Juste après, Maman a apporté le gâteau avec les bougies. Comme promis je suis allé frapper à la porte d'Isabelle pour la prévenir mais elle s'était endormie. Je suis retourné dans le salon. J'avais un peu de mal à marcher, je chancelais à chaque pas. Plusieurs fois j'ai failli tomber, j'ai dû agiter frénétiquement les bras pour retrouver mon équilibre. En entrant dans le salon je suis passé devant l'horloge. J'ai essayé de regarder le cadran mais il était beaucoup trop haut, même en me tordant le cou je n'arrivais pas à l'apercevoir. Juste devant mes yeux il y avait l'extrémité du balancier qui oscillait d'un côté à l'autre et sans savoir pourquoi je me suis mis à me balancer d'un pied sur l'autre en suivant son mouvement. Papa et Maman étaient assis à l'autre bout de la pièce, je les entendais pouffer en me regardant. J'ai continué à me pencher en suivant le balancier mais ça me faisait un peu tourner la tête et j'ai fini par tomber lourdement sur les fesses. Papa a éclaté de rire et je me suis mis à pleurer parce que je sentais bien qu'il se moquait de moi. Mais Maman lui a dit : « arrête, il a dû se faire mal. Il n'y a pas longtemps qu'il n'a plus de couches, il n'a pas encore l'habitude. » Elle est venue me prendre dans ses bras pour me consoler. J'ai arrêté de pleurer, elle a continué à me serrer, j'étais trop bien là, tout contre sa poitrine, j'entendais son cœur qui battait.

J'ai dû m'endormir parce que quand j'ai repris conscience j'étais dans les bras de quelqu'un d'autre, dans une pièce que je n'avais jamais vue. Une voix à côté de moi, probablement celle de Papa, s'est exclamée : « c'est un garçon ! », avec un grand éclat de rire. Ce sont les derniers mots que j'ai entendus. Tout est devenu noir.

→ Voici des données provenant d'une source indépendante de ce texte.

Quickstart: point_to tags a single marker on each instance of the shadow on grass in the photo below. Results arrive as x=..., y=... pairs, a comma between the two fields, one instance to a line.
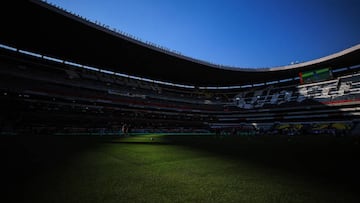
x=332, y=161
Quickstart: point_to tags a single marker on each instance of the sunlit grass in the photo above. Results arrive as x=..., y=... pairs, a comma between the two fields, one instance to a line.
x=123, y=172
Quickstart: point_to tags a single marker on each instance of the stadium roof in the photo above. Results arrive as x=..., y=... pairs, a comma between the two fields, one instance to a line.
x=41, y=28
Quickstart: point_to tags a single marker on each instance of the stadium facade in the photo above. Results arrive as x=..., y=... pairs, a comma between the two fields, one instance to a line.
x=67, y=74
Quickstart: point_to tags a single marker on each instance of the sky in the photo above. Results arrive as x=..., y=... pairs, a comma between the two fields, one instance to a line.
x=236, y=33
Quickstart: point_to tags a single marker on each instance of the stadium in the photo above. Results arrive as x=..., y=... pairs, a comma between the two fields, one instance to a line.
x=122, y=120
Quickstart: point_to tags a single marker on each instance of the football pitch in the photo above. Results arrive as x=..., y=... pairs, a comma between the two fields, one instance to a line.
x=179, y=168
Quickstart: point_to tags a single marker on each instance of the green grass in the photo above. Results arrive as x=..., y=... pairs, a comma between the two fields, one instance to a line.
x=116, y=170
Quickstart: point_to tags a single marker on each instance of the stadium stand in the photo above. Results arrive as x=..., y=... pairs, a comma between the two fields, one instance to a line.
x=44, y=94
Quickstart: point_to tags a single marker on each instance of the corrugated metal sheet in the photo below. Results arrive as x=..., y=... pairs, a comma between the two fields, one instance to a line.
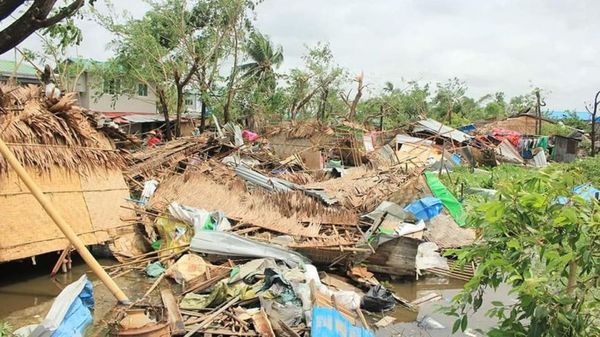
x=276, y=184
x=328, y=322
x=229, y=244
x=406, y=139
x=133, y=119
x=435, y=127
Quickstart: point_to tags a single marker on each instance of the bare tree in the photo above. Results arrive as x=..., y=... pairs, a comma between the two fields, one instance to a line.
x=38, y=16
x=593, y=111
x=352, y=105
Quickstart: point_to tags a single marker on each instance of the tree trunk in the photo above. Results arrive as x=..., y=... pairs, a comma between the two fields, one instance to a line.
x=232, y=76
x=357, y=97
x=164, y=108
x=180, y=100
x=203, y=117
x=572, y=282
x=323, y=105
x=593, y=132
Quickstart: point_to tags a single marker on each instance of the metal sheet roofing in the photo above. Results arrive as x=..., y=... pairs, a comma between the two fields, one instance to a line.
x=144, y=118
x=435, y=127
x=24, y=68
x=406, y=139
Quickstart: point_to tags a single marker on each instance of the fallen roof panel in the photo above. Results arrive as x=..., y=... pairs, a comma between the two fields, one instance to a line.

Cette histoire a obtenu le 1er prix du concours de nouvelles de l'Université Paris-Sud en 2014. Le thème imposé pour ce concours était : « Mort de rire ».


Trois ans plus tard j'ai découvert la chanson Grand-Père de Pierre Louki (1976) qui lui ressemble un peu.


J'ai également participé au concours de nouvelles en 2013 avec Entre-deux et en 2015 avec LIO17.